Capitalising on the tradition

It’s straightforward to take with no consideration the well-shaped surfboards and heat, versatile wetsuits filling surfshop cabinets right this moment, however rewind 60 years in the past and also you’d see a time of primitive designs begging for main innovation.

“I remember seeing some guys riding surfboards from a school bus window in 1962 and it was like seeing something from out-of-space – it was remarkable,” remembers Paul Trigger, 72, of Trigger Brothers, the long-lasting surf model from Victoria’s Mornington Peninsula.

“There was no one to tell you what to do, you just saw something on the TV or saw what other people were doing and tried to copy that.”

While the “surf’s up, tools down” perspective of the surf manufacturers reigned supreme, a cohort of entrepreneurial thinkers spent sufficient time on dry land to construct their manufacturers utilizing tireless trial-and-error.

“Americans who came out here for the 1970s World Titles in Torquay just never left.”

Tim Baker, writer of The Rip Curl Story

“We were very experimental, going from having surfboards that surf clubs used to foam and then fibreglass. This all happened really quickly and things got better and better and better,” Barr says.

Rip Curl co-founders Brian Singer and Doug Warbrick at Bells Beach at the start of the Rip Curl Pro-Surfing championships in 2004.

Rip Curl co-founders Brian Singer and Doug Warbrick at Bells Beach firstly of the Rip Curl Pro-Surfing championships in 2004.Credit:Paul Harris

“It was revolution rather than evolution.”

While Rip Curl targeted on boards and wetsuits, Torquay’s different main export, Quiksilver, based by short-time Rip Curl alumni Alan Green, was going gangbusters with boardshorts.

“In Hawaii, Quiksilver boardshorts became a really sought-after item,” Baker says.

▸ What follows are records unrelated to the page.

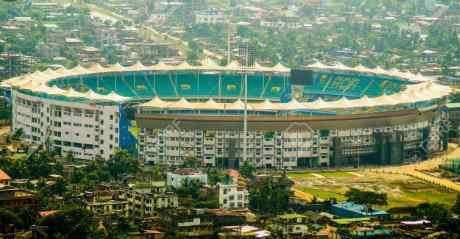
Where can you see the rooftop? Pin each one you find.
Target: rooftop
(4, 176)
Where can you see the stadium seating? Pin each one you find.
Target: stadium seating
(328, 85)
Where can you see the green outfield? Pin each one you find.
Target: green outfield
(401, 190)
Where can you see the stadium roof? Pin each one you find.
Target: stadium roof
(423, 92)
(38, 82)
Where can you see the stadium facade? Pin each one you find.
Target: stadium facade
(342, 116)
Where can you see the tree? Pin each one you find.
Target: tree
(432, 211)
(17, 134)
(70, 223)
(190, 188)
(456, 207)
(367, 198)
(7, 218)
(247, 170)
(122, 163)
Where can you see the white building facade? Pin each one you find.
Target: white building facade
(232, 196)
(85, 131)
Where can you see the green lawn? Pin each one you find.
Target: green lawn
(401, 192)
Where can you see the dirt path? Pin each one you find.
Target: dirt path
(416, 170)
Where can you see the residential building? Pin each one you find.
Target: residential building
(146, 199)
(179, 177)
(211, 16)
(4, 178)
(290, 225)
(106, 203)
(232, 196)
(17, 198)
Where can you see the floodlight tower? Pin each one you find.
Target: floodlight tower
(247, 64)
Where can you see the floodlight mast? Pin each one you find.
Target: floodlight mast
(245, 66)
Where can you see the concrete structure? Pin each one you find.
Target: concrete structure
(211, 16)
(336, 116)
(179, 177)
(146, 200)
(232, 196)
(290, 225)
(12, 197)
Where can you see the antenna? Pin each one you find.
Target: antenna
(229, 37)
(247, 64)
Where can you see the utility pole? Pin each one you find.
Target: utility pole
(245, 124)
(247, 64)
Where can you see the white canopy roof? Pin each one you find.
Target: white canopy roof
(180, 104)
(236, 105)
(209, 105)
(292, 105)
(265, 105)
(71, 93)
(280, 68)
(156, 102)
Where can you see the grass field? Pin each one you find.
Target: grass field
(401, 190)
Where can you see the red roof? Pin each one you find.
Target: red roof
(47, 213)
(4, 176)
(233, 173)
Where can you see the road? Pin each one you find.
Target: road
(417, 170)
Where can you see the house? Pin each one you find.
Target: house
(17, 198)
(232, 195)
(105, 202)
(290, 225)
(5, 179)
(145, 200)
(211, 16)
(180, 176)
(353, 210)
(189, 223)
(243, 232)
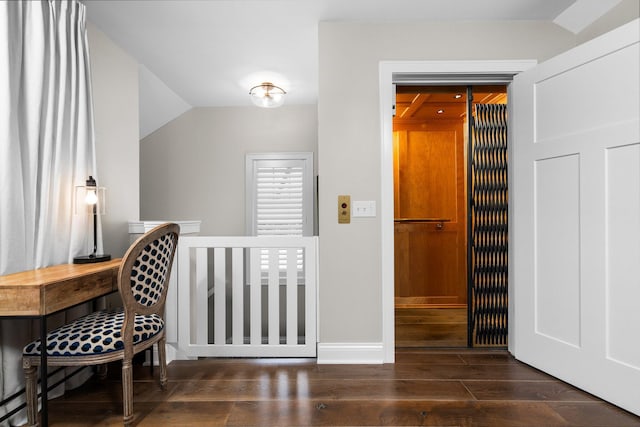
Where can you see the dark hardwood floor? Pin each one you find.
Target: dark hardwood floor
(423, 388)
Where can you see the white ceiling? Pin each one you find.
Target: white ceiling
(210, 52)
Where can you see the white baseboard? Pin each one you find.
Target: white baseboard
(350, 353)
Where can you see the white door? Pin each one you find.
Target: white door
(576, 216)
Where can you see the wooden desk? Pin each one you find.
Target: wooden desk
(38, 293)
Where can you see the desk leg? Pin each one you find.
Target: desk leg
(44, 372)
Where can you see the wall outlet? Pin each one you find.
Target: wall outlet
(365, 208)
(344, 209)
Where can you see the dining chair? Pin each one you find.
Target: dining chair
(111, 335)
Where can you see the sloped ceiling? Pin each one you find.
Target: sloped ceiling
(210, 52)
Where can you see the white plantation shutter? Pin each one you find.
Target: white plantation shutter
(279, 198)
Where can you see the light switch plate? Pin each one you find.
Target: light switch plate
(344, 209)
(365, 208)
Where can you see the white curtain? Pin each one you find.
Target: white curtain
(46, 149)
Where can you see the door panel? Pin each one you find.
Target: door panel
(576, 210)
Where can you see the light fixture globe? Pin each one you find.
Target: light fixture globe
(267, 95)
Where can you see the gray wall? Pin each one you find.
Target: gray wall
(623, 12)
(193, 167)
(114, 76)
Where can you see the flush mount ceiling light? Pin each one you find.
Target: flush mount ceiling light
(267, 95)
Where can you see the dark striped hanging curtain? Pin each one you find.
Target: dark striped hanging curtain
(489, 225)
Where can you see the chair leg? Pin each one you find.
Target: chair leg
(102, 371)
(31, 391)
(162, 361)
(127, 392)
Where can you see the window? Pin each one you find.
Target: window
(279, 189)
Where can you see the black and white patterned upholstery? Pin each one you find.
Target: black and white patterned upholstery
(94, 334)
(149, 271)
(116, 335)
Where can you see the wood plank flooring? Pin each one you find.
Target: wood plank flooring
(430, 327)
(423, 388)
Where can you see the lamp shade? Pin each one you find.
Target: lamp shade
(267, 95)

“They were comfortable and hard-wearing [unlike] wearing shorts not made for surfing [that] would fall apart and rub you in places you don’t want rubbed.”

A golden age

In 1969, Stedman spent his yr’s earnings – $25,000 – on a block of land and a home, and in 1974 he moved to a $30,000 home on the finish of the headland at Mona Vale.

“You can’t do that any more [you] poor buggers – it’s a totally different place.

There were four sets of traffic lights between Mona Vale and Brookvale, and now there’s about 34,” he says.

“We had the best surfers, the best beaches and the best surf. It was total freedom with few restrictions. It’ll never come back again.”